I was impressed but not terribly surprised. If there's ever been a prettier - or deadlier - jump shot than Lofton's I've yet to see it. The fact that 30 NBA teams lack this same level of appreciation both confounds and angers me. Any league that can't find room for Chris Lofton isn't playing real basketball in my humble opinion.
In addition to being an outstanding basketball player, Lofton is an outstanding person. The courage he showed in playing through cancer as a Vol senior remains one of the great story-lines in program history. And, even though he is the third-most prolific 3-point shooter in NCAA history, there is not a hint of ego in his makeup.
Currently wrapping up his degree requirements at UT, Lofton was typically modest when asked about his progress.
"I've got two more classes," he said. "I'm taking one right now. I don't want to jinx myself but I hope I pass."
At one time he hoped to play in the NBA. Now he's not so sure.
"Oh, I don't know what I'm doing, really," he said. "I'm just taking it one day at a time. I'm waiting to see what European teams are calling. I'm probably going to play on a European team."
Lofton played last season in Spain, which reportedly boasts the best of the European hoops leagues. Asked if he's interested in returning to that country, he shrugged.
"Yeah, preferably," he said, "but I'll go anywhere."
Playing before a few hundred fans in the Rocky Top League is a far cry from playing in the NBA but Lofton sees benefits.
"It helps you stay ready," he said. "You're playing games, conditioning, running and having fun."
If Lofton were a "ball hog," he easily could average 45 points per game in the Rocky Top League. Instead, he chooses to blend in as a team player. Occasionally, though, he'll take over a game with a spectacular shooting exhibition. That was the case Wednesday night, when his Ray's ESG team trailed by 15 early in the second half. Lofton nailed three 3s in rapid succession and scored 15 points in a four-minute spurt that saw Ray's turn a 68-83 deficit into an 87-86 lead.
Afterward, when asked about the one-man rally, he smiled sheepishly and replied: "My teammates did a great job of getting me the ball, and my coach wanted me to shoot, so that's what I tried to do."
Clearly anticipating another season in Spain, Lofton is getting tutoring in Spanish these days. He's also fine-tuning his body and his stroke.

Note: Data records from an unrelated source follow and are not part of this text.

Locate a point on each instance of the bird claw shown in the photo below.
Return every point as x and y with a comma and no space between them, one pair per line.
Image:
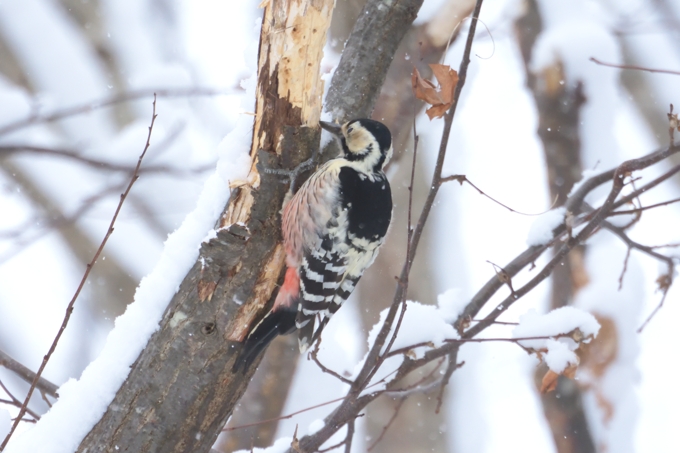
291,174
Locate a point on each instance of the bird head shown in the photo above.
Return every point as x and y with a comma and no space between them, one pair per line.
364,141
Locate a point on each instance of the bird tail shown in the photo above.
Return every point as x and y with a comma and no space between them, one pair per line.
279,321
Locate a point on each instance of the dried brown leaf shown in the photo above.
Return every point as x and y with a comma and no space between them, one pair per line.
447,78
424,90
549,382
437,111
440,98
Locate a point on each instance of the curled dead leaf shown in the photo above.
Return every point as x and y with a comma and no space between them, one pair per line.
440,98
549,381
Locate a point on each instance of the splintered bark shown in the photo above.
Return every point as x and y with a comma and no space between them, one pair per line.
181,389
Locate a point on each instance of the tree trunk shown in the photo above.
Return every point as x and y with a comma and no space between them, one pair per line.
182,389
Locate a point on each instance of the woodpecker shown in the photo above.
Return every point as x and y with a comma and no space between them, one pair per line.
332,230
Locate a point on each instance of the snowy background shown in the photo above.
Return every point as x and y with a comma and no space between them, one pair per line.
54,211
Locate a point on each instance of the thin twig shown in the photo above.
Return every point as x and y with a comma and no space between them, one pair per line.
69,308
644,208
636,68
90,106
27,375
7,150
314,353
462,179
15,402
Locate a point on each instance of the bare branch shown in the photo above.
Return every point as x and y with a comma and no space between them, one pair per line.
87,107
27,375
636,68
69,308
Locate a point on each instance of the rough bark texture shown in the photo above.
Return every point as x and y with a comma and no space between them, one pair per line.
559,104
181,389
264,399
367,56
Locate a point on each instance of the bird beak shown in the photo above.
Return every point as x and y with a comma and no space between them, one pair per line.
333,128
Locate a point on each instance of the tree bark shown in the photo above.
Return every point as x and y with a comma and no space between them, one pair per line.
182,389
559,106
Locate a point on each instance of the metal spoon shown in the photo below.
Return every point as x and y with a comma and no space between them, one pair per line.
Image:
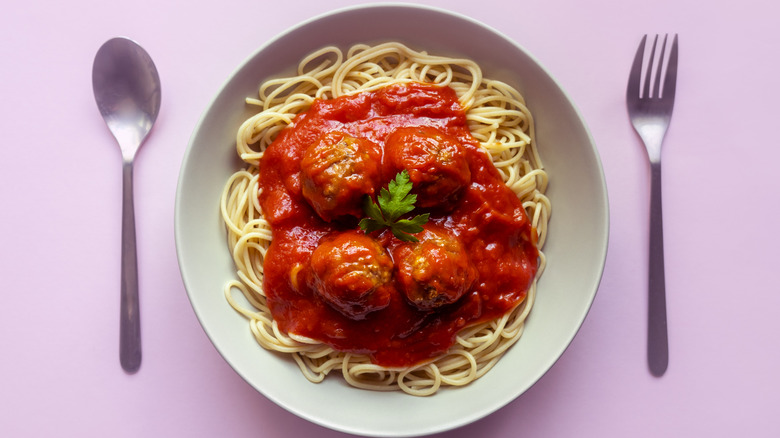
127,92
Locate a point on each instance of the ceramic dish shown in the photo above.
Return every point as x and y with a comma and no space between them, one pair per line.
576,246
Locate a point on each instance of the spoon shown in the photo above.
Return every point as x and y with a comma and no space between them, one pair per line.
127,92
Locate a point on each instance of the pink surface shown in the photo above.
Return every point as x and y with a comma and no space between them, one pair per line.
60,187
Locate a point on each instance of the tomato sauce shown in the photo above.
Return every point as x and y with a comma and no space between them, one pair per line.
488,219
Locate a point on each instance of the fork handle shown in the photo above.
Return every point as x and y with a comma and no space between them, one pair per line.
657,338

"I work out every morning at Pratt Pavilion," he said, referring to UT's practice facility. "I go through drills, go to class, lift weights, eat lunch, have my Spanish tutoring and then play in the Rocky Top League. It's a full day."
The day is never so full, however, that he can't find time to launch a few dozen of those sweet jumpers. Still, he says he doesn't shoot as many as he did during his Vol days.
"Not really," he said. "I do a lot of other stuff these days. I still get my shots up but I also do a lot of work."
Hopefully, that work eventually will pay off in a roster spot in the NBA. Then that team's fans can watch Lofton's silky smooth jump shot and feel the same way Tennessee fans once did.